UTIs are regarded as a health problem around deferent regions of the world. These isolates are risk for public health such as in both inpatient and outpatient specially in some regions of Iran [22]. Our results show that 49 were positive for ESBL production and these isolates had significant resistance to Carbenicillin, Ampicillin, Cefuroxim, Trimetoprim-sulfamethoxazole, and Piperacillin, respectively. Adhesion factors (or Virulence factors) of the bacteria to bind to the surface, creating colonies, invasion, and proliferation of bacteria in the urinary tract epithelial cells have an important role. Our results show that high frequency of Haemagglutination (51.02%) Haemolysin (18.36%) in ESBL producing UPEC strains, those were higher than to other virulence factors. PFGE analysis has been used in epidemiological and molecular studies of numerous bacterial and is gold standard for molecular epidemiologic in many bacteria such as E. coli isolates. This technique is better to identify the source of infection and spread [23]. In the present study, the high similarity (96–99.5%) between isolates, indicating that the prevalence of these isolates among the community. In study of Anvarinejad et al., the lowest similarity was observed and failed to find an association between spread and colonization of UTI isolates [24]. More Virulence factors present in pulsotype A. The presence of these isolates with adhesion factors (such as pap,  sfa, and  afa) in this pulsotypes may be spread mostly among people in the community. In this study, we confirmed the prevalence of virulence phenotyping especially Haemagglutination (A significant association between production of mannose-resistant haemagglutination and Haemagglutination observed, P < 0.001) among UPEC strains (partially in pulsotypes A and B) and that it can also contribute to virulence in UPEC strains. We guess virulence factors have been proposed to play a role in the induction of outbreak of pulsotypes A, B, C, and D in future.

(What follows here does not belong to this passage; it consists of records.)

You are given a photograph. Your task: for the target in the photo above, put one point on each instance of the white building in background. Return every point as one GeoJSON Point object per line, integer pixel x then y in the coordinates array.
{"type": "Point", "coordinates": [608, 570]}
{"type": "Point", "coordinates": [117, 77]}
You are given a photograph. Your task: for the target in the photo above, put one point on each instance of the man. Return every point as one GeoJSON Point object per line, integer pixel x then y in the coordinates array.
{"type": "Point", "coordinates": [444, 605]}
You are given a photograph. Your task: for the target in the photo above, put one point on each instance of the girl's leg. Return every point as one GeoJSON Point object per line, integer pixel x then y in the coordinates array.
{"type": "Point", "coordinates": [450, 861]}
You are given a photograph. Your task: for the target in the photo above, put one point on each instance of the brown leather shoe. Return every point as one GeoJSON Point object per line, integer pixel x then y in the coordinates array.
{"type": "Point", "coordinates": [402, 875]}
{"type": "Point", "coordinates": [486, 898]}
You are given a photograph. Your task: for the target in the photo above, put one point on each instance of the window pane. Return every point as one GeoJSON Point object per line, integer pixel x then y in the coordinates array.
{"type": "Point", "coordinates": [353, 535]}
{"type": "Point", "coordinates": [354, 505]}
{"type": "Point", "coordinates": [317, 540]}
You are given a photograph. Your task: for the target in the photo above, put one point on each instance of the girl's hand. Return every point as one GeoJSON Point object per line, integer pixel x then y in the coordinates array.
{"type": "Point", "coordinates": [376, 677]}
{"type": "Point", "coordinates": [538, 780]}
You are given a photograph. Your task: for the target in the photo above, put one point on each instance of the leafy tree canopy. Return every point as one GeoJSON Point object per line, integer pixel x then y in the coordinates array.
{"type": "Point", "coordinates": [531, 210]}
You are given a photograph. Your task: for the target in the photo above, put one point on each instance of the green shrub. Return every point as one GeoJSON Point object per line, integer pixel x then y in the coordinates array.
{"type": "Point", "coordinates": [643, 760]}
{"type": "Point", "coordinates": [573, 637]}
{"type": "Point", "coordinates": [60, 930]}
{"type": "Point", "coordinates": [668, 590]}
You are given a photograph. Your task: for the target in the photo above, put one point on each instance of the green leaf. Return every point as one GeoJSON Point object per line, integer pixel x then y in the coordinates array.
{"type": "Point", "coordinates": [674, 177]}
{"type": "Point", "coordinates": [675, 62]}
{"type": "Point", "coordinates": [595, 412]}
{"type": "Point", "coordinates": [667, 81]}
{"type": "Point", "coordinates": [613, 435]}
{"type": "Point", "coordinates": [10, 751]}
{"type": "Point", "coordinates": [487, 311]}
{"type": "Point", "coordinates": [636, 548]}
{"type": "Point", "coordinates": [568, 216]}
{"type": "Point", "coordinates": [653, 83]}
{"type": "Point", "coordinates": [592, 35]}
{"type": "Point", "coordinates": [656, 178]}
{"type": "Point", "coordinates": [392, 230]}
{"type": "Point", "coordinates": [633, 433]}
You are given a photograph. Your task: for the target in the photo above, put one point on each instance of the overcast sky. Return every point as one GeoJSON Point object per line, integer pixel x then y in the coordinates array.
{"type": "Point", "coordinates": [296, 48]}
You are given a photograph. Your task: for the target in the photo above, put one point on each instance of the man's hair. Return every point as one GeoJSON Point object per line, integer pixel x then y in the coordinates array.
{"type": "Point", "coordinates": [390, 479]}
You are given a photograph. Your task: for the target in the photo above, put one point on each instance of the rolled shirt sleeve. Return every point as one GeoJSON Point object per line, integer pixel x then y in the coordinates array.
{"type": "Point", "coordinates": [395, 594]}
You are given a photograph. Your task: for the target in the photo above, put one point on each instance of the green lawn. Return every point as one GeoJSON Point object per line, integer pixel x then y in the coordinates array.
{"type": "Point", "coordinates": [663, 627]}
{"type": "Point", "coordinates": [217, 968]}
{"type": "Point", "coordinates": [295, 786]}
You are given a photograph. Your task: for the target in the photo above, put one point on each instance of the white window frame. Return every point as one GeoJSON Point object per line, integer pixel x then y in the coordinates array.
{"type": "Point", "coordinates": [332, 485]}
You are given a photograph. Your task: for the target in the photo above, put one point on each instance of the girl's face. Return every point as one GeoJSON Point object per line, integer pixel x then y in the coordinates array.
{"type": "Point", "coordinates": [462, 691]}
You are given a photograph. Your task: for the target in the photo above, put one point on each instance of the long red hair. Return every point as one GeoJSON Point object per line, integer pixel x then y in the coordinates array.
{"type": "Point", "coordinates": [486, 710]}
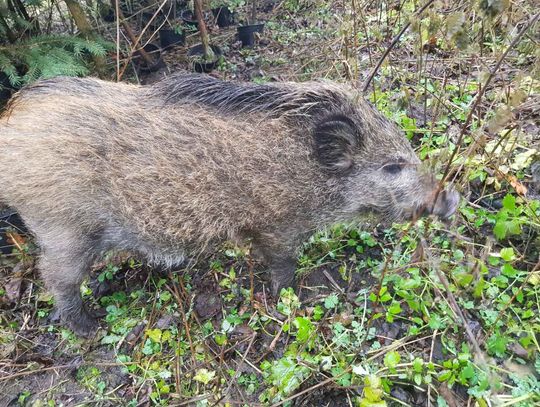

The present study revealed that resistant rates to available antibiotics are very high. It seems that infection control strategies may help to control the evolving problem of UTI infections and prevent an epidemic of life-threatening community acquired infections.

5. Conclusion

In our study, we found that the antibiotics ampicillin, carbenicillin, and piperacillin are not as a choice for treatment of UTI patients. Overall, our study indicated that Uropathogenic Escherichia coli strains are spreading and urinary tract infection (UTI) is one of the most common bacterial infections in western Iran community. Note that the similarity between some of the isolates was 100%. The high similarity could be a warning to the community. This similarity is alarm for community health and hospitals. In our study, large diversity in genotypes was observed in the isolates that could be indicative of different sources of infection in community acquired isolates. The results of this study suggest that the risk of an outbreak in the future and a larger study is needed to investigate further.